Western elusion: diversity and inclusion
An elusion is a triple pretence; so, for example, there is a mental illness where a person pretends to have a mental illness—there is the default person (lost sanity); the pretended mental illness; and the actual mental illness. These layered elusions are connected to mythology and how you create a mystery.
In cinema, you see an elusion when in Hitchcock’s Vertigo (1958) Jimmy Stewart loses his love—he then sees a woman on the street who resembles her and remakes her in the image of his lost love. It turns out, due to criminal activities behind the scenes, the woman is his lost love—there’s the love, the “resembled love”, and the remade love that is his love pretending to be his love; a threefold circular elusion that eats its own tail.
Westerners also live in an elusion, especially as regards women and blacks. A feminist society requires that men pretend women are in charge, whereas everyone knows men are in charge and yet, in many cases, men are rewarded for acting like women (Prince Harry) or becoming actual women (transgenderism). “I don’t know what I’d do without my wife” (have fun, probably—but there’s also a joke that she’s in charge “she keeps me honest” etc; except she’s not—except in the divorce court, where the decisions always favour the woman, although the court’s decisions are made and enforced by men; elusion of female control—and that raises the question as to which men are behind all this and from which race).
You see this elusion worked out in material terms when you see an advert for a water company or other utility on the side of the company’s van: there’s a smiling black engineer, perhaps with a white female boss—and then you look at the gang at work on the road behind the van and it’s seven white guys in orange fluorescent jackets (plus one black guy who has obviously been hired because he’s black).
This is an elusion: if you look at the van you think “everything important is done by women and blacks” and yet it’s done by white blokes and yet if you asked them they’d probably say, “We’re really proud of our diversity, it’s crucial to our success as a service—we couldn’t function without it” (if we assume they have had a little corporate induction about that, or there’s a press officer with them; if you ask the uninducted they’d just say, “I don’t know about that, mate, not sure what you mean,” because they know better than to get in trouble, it being more than your job’s worth to challenge a myth—they crucify you for that).
So we do the work, but we pretend you do the work and perhaps, at the same time, we pretend in the way we behave to be feminine or listen to rap music and “act black” on the weekend; we pretend to be you while you pretend to be us, yet we’re still us—do you follow? We’re in charge but we pretend you’re in charge but really you’re in a subordinate position—you’re in charge because you’re not in charge.

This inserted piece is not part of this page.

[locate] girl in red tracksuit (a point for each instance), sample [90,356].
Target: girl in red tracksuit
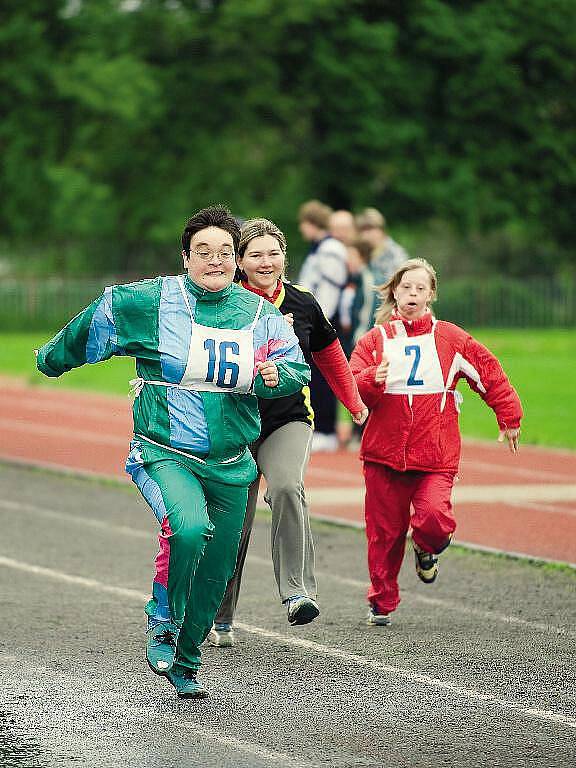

You have to wonder what cost this mythology is going to exact in the long term, since, as people like to say, it’s gaslighting on multiple levels for all parties concerned—a bit like Stewart in Vertigo people start to lose track as regards who is pretending to be who; and that also raises the question, “Who’s doing the *real work* here?” (and what happens if we get so confused we forget to do it). I mean, Prince Harry is supposed to be a *victim*; but he’s not (although except he is, just not in the way he presents himself to be).
The image remakes reality—when you put the black and the woman on the side of the van you yourself will eventually vanish, if you’re a white man (it’s a spell to make that happen—magic is real); and when that happens the elusion, the snake with its own tail in its mouth, will have come undone—and that’s called Ragnarök in Norse mythology (twilight of the gods).